The return instructions bx lr, mov pc,lr, the software chooses lr as the return it is not hardwired like other instruction sets.
A programmer or compiler is free to not use the bl instruction and can use the stack, but it makes more sense to just use these instructions as intended.
As far as interrupts and local variables and saving state on a function call. the software has to save state on a function, call the hardware does not do that for you. Saving state on an interrupt, that depends on the architecture. for the traditional 32 bit arm you had/have banked regitsters, and when you switched modes some or many of your registers swtiched to another bank, for example there were a number of r13 registers, one for user mode, one for irq, and so on, such that you didnt have to use different instructions the registers you were using switched out from under you, so in that respect when you went from user or service mode to irq mode, that basically protected or saved state by switching yo away from that bank of registers, any more state you wanted to save you needed to do yourself.

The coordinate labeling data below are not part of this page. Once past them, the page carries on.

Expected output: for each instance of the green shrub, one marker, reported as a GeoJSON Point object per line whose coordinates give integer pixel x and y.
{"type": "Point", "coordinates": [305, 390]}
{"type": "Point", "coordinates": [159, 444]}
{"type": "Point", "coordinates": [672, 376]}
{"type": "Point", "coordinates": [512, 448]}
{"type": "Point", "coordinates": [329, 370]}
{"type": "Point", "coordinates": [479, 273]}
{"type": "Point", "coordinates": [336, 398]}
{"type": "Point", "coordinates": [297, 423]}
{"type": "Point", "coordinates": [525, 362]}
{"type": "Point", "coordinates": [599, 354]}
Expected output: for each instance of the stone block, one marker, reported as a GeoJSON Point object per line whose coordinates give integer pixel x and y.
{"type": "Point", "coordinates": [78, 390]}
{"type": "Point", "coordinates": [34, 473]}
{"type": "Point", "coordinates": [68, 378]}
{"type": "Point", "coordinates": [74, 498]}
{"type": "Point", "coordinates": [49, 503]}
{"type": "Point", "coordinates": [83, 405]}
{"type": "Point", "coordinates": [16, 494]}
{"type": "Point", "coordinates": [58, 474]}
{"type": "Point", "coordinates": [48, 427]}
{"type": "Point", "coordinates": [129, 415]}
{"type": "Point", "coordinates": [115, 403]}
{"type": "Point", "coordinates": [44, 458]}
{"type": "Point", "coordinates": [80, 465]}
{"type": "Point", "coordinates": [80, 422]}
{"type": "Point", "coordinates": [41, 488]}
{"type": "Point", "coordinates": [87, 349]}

Now the cortex-m microcontrollers are a little different, when an interrupt occurs, the hardware saves state for you, all the registers, there is no banking of registers, it simply pushes them on the stack and uses a bit pattern for the return address to indicate this was an interrupt and to restore the registers/state.
All of these things are documented either in the Architectural Reference Manual for an arm architecture or in the Technical Reference Manual for the specific core. both sets of documents are found at infocenter.arm.com
The arm cores vary as to how interrupts are handled, traditionally you had individual irq and fiq lines coming in. ARM makes cores not chips, so it was up to the chip vendor to implement the rest of the interrupt design, and it varies widely. In general though you (software) have some responsibility to go to the peripheral and tell it to deassert the interrupt from its end. How it is latched between the peripheral and the core is part of the stuff that can vary. Basically you want to have the signal deasserted before leaving the service routine. the cortex-ms and newer full sized cores can have dozens to hundreds of individual interrupts supported making softwares job easier and performance better you dont have to spend time in one universal isr figuring out who caused it then branching off to various handlers, they take it to the other extreme of each peripheral or even finer grained than that can have its own isr.
Some cores more of the interrupt management is in the core and you see the arm docs for that, the rest of the interrupt management is specific to that chip and you need the docs from the chip vendor for that information, there is in no way a universal answer for how interrupts work.